Barbara passe de l'un à l'autre, horrifiée qu'ils puissent parler d'elle comme si elle n'était pas là.

-« Certainement, en plus vous me priveriez de ma partenaire en danse. A nous deux, on fait des étincelles. J'attends qu'elle soit au cours intensif pour pouvoir me produire avec elle, Madame Douchka aussi. » Explique plus fermement Barac.

-« Alors, je laisse tomber, je ne voudrais pas ennuyer Madame Douchka, avec elle, j'ai plus de clients qu'il ne m'en faut. » Sourit Bruce avant de s'effacer pour la laisser sortir.

Rudy l'attrape par l'avant-bras qu'elle l'écoute.

-« Va retrouver Gary et passe une bonne soirée.

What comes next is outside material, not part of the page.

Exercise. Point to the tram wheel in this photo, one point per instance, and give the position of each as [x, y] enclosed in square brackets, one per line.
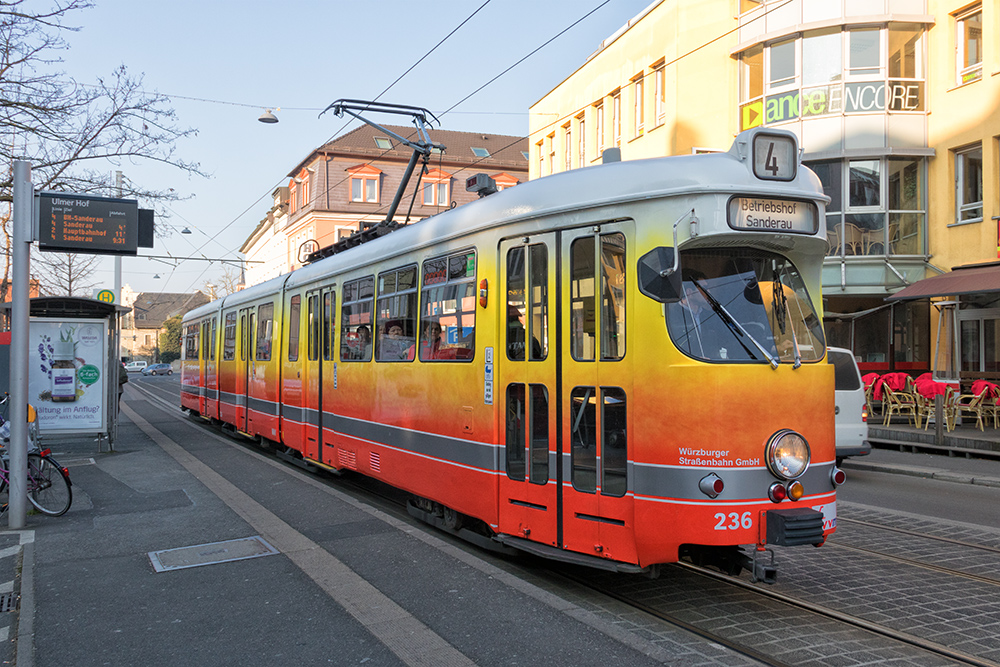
[452, 519]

Barbara donne un sniff à ton mec, il ira de suite mieux, si tu ne veux pas qu'il se pique. » Puis il referme la porte.

µµµ

Lorsque Barbara revient au Coroco, Gary était encore plus mal, il tremblait de tout son corps.

-« Tu en as mis du temps ! » Crie Duncan que la douleur rend fou.

-« Je suis tombée sur un certain Bruce, je crois. J'ai aussi été te chercher une seringue et un citron. Si tu veux te faire une dose, Rudy m'a dit qu'il n'y a qu'avec ça que tu irais mieux. » Explique la brune en lui donnant le tout discrètement.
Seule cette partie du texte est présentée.